Publicado em 2018 pela editora Record e galardoado com o Prémio Sesc de Literatura, este romance foi então publicado em França pela Éditions de l’Aube – “Entre les mains”, tradução de Anne-Claire Ronsin – e encontra-se à venda nas livrarias.

“Entre les mains” conta a história de Magdalena, uma tecelã que, depois de um acidente (poderá ter sido algo mais do que isso…), tem de reaprender a viver, não só por causa das mãos deformadas que a impedem de viver do seu trabalho, mas, também, devido às cicatrizes emocionais e psicológicas que a transformaram numa pessoa diferente. Ao ser atropelada pelo autocarro, Magdalena, que se encontra entre a vida e a morte, vê o tempo parar.

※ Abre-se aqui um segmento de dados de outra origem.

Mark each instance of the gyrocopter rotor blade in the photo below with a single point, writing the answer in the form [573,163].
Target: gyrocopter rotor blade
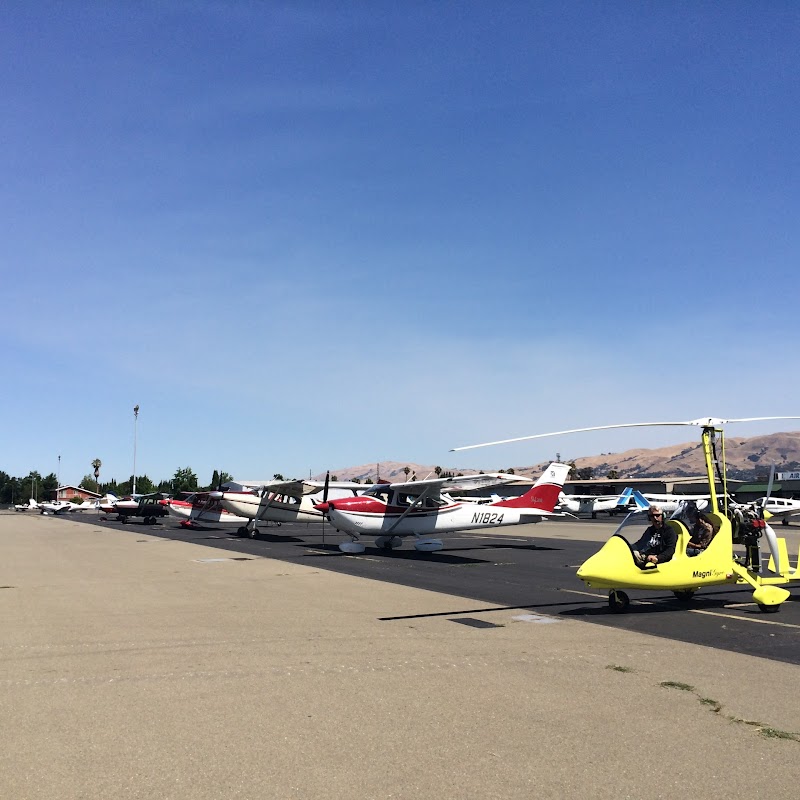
[702,422]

À medida que a protagonista vai recuperando, se vai reconstruindo, o leitor mergulha também na sociedade brasileira. Não a das elites, mas sim a da classe trabalhadora que – num país onde a proteção social, tal como a conhecemos na Europa, é praticamente inexistente – ao não poder exercer o seu mister, tal como Magadalena, vê posta em causa a própria sobrevivência. Uma sociedade que não garante o direito de um trabalhador enfermo à convalescença é, ela própria, percebe-se, uma sociedade doente e em fim de linha. O leitor mergulha igualmente naquele espaço único que é o Rio de Janeiro, cidade de imensos contrastes que Juliana Leite explora de maneira magistral.

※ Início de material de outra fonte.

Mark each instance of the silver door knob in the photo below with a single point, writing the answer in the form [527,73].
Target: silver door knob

Para quem espera um romance de voltas e reviravoltas, de ação trepidante, ficará certamente desapontado. “Entre les mains” tem um enredo simples, é verdade, mas, em contrapartida, possuí uma estrutura de avanços-recuos e uma linguagem poética riquíssimas (alguns julgá-las-ão excessivamente complexas) que explicam em parte por que razão chegou num tão curto espaço de tempo ao mercado francês. A sua estrutura fragmentária e em camadas (no fundo, uma estrutura desestruturada), que cruza e descruza linhas e vozes narrativas, serve tanto de substrato às temáticas da solidão e do abandono, da esperança e do otimismo, como à construção de uma protagonista densa, dividida em duas, partida ao meio, entre o antes e o depois do acidente.

Um romance de estreia – de uma jovem escritora lusófona que promete – à procura de leitores exigentes.